[XML-SIG] SAX exceptions are odd

Lars Marius Garshol larsga@garshol.priv.no
05 Oct 2000 18:51:56 +0200


* Jeremy Hylton
| 
| If I call on parse on an empty file, I get no exception.  Is this
| desirable?  I assume it means that "" is well-formed XML, but that
| doesn't seem like a very helpful definition.  Is this right?

No, it's not right.  You should get an error telling you that the
document element is required.
 
| If I get almost any other exception I get an error message that says
| something like: "not well-formed at None:1:7"

Expat is not very good at providing informative error messages, so I
don't think you can expect much more.  If you want better error
messages you should probably use xmlproc or xmllib.

As for the None that should imply that you just gave the parser a
string to parse and didn't provide it with a system identifier (ie:
URL or file name).
 
| Why is None being printed?  It gave me the initial impression that my
| error was no setting up parse call correctly.  I assumed that the None
| was the cause of the exception and that under normal circumstances it
| would have said something like "not well-formed at foo.xml:1:7".

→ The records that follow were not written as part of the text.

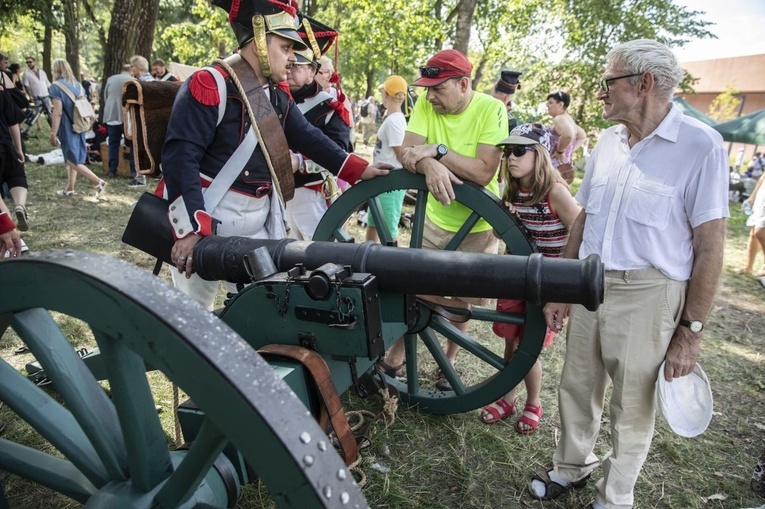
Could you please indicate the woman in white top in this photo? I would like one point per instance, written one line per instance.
(390, 137)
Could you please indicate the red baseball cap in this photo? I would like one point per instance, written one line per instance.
(445, 64)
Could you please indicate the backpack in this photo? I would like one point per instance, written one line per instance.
(84, 115)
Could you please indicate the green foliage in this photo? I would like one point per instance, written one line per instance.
(582, 33)
(726, 105)
(193, 32)
(557, 44)
(381, 38)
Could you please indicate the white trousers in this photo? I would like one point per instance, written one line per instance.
(239, 215)
(623, 342)
(304, 212)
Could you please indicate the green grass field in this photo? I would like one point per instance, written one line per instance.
(428, 461)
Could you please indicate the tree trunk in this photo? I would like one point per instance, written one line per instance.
(147, 22)
(371, 83)
(72, 36)
(465, 10)
(47, 48)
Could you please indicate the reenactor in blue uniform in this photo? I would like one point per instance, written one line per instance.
(197, 145)
(314, 185)
(504, 90)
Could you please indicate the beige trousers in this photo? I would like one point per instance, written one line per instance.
(624, 343)
(239, 215)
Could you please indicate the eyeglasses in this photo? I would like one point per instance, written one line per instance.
(606, 81)
(518, 151)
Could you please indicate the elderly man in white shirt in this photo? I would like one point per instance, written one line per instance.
(654, 202)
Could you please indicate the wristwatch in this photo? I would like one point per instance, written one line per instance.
(695, 325)
(441, 151)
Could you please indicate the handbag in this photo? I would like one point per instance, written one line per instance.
(149, 229)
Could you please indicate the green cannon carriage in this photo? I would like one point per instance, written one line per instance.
(343, 302)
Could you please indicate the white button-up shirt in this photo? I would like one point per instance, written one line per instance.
(642, 202)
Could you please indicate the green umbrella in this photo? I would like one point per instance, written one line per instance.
(747, 129)
(692, 112)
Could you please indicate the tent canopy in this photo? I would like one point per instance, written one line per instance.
(692, 112)
(747, 129)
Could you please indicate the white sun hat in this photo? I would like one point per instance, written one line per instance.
(685, 402)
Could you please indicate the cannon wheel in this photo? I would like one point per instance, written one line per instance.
(503, 375)
(115, 452)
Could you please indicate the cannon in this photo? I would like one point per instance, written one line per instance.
(345, 302)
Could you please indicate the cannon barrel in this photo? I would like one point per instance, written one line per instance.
(535, 279)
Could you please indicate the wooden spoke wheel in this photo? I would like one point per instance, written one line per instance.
(113, 450)
(422, 344)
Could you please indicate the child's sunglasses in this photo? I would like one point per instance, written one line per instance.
(518, 151)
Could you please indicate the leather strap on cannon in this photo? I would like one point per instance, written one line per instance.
(331, 411)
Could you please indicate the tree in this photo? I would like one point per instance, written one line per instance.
(463, 12)
(726, 106)
(381, 38)
(588, 29)
(72, 36)
(196, 36)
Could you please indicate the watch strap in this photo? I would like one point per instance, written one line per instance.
(689, 324)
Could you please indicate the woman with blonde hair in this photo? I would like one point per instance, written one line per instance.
(72, 144)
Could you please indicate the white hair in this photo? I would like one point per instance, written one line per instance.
(646, 55)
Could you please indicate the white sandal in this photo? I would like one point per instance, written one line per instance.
(100, 188)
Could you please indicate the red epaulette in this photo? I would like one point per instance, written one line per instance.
(203, 87)
(341, 110)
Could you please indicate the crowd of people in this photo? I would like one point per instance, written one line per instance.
(652, 204)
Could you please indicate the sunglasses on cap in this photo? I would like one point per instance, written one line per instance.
(518, 151)
(434, 72)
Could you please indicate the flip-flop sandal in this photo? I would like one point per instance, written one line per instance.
(552, 488)
(392, 371)
(497, 411)
(530, 417)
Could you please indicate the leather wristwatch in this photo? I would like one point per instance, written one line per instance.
(696, 326)
(441, 151)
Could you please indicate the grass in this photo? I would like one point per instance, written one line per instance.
(428, 461)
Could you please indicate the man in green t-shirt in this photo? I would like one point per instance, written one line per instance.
(451, 136)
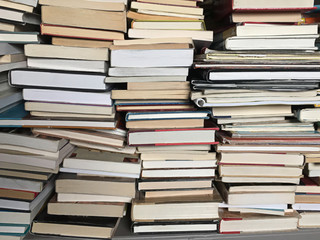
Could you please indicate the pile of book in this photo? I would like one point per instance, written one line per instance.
(19, 24)
(251, 95)
(28, 170)
(163, 18)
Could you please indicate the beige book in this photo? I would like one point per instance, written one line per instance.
(159, 124)
(153, 41)
(160, 94)
(16, 6)
(86, 4)
(157, 85)
(151, 46)
(10, 58)
(84, 18)
(52, 51)
(145, 17)
(63, 31)
(73, 42)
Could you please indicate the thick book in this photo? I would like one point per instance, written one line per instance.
(103, 161)
(74, 226)
(86, 18)
(94, 5)
(54, 51)
(151, 57)
(233, 223)
(19, 17)
(18, 117)
(172, 137)
(175, 227)
(90, 209)
(55, 79)
(80, 33)
(98, 66)
(176, 208)
(19, 37)
(95, 185)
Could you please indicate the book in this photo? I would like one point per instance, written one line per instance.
(274, 17)
(104, 20)
(148, 72)
(303, 42)
(178, 25)
(73, 32)
(172, 137)
(16, 6)
(74, 226)
(167, 8)
(94, 5)
(84, 135)
(54, 51)
(136, 116)
(72, 97)
(95, 185)
(33, 205)
(169, 227)
(154, 33)
(20, 17)
(74, 42)
(68, 65)
(19, 37)
(98, 209)
(151, 58)
(69, 108)
(160, 124)
(16, 116)
(54, 79)
(103, 161)
(246, 223)
(171, 209)
(156, 94)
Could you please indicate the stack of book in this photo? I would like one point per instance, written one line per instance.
(251, 94)
(163, 18)
(307, 202)
(28, 170)
(264, 25)
(19, 24)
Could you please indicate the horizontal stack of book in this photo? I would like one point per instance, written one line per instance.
(251, 94)
(28, 170)
(19, 25)
(162, 18)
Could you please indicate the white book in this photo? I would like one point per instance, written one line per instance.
(67, 65)
(60, 96)
(40, 78)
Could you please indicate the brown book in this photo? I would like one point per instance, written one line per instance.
(171, 123)
(17, 194)
(73, 42)
(85, 18)
(157, 85)
(156, 94)
(141, 16)
(95, 5)
(73, 32)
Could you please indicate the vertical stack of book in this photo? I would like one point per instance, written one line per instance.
(163, 18)
(251, 94)
(19, 24)
(28, 170)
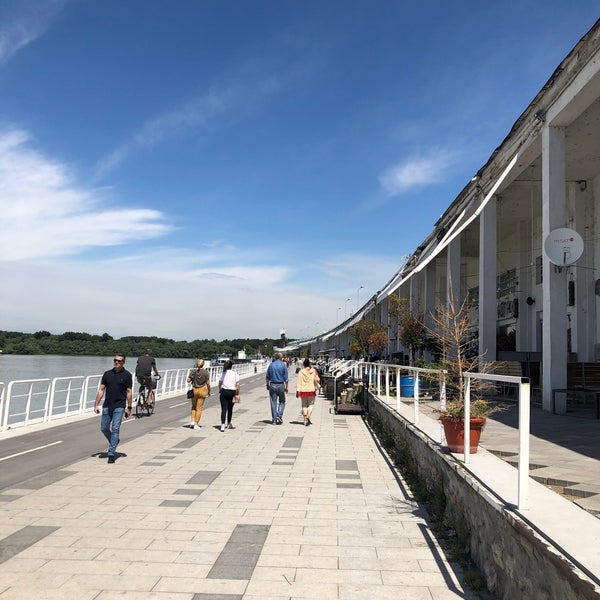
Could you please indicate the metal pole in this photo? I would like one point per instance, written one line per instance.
(416, 395)
(524, 418)
(398, 389)
(467, 430)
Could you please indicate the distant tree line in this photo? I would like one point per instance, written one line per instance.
(85, 344)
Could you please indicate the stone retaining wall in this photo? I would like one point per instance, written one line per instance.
(515, 561)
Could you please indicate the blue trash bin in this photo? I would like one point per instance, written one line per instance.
(407, 386)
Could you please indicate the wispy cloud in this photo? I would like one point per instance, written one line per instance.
(44, 212)
(23, 22)
(419, 171)
(210, 110)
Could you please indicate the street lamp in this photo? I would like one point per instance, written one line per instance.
(357, 296)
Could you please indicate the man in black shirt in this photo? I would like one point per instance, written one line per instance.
(143, 373)
(117, 384)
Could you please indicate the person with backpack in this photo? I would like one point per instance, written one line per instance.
(200, 380)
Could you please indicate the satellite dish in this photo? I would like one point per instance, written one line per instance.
(563, 246)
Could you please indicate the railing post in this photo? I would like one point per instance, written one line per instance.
(467, 419)
(415, 375)
(398, 389)
(524, 418)
(387, 384)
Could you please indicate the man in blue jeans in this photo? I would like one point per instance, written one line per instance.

If you told it that you were parsing from foo.xml it should definitely
return that information in the error message.  Can you show us the
exact call to parse?
 
| What is a system identifier and why should it be reported in an
| exception when it is None?

The system identifier is SGML-speak (and XML-speak) for the location
of the document being parsed. I guess we could leave it out in the
cases where it is None, if people prefer that. (I personally have no
opinion on that.)
 
| I also think the format is odd.  There are three different pieces of
| information separated by colons.  I am accustomed to the notation
| filename:line number, but not another colon for the cursor position.
| It would have been clearer, I think, if the message were more
| verbose and explained what each field was.

How about this:

  "Not well-formed in foo.xml at line %d, column %d."

If you prefer that I'd be happy to change both that and the lost
system identifier (if that is indeed the problem).

--Lars M.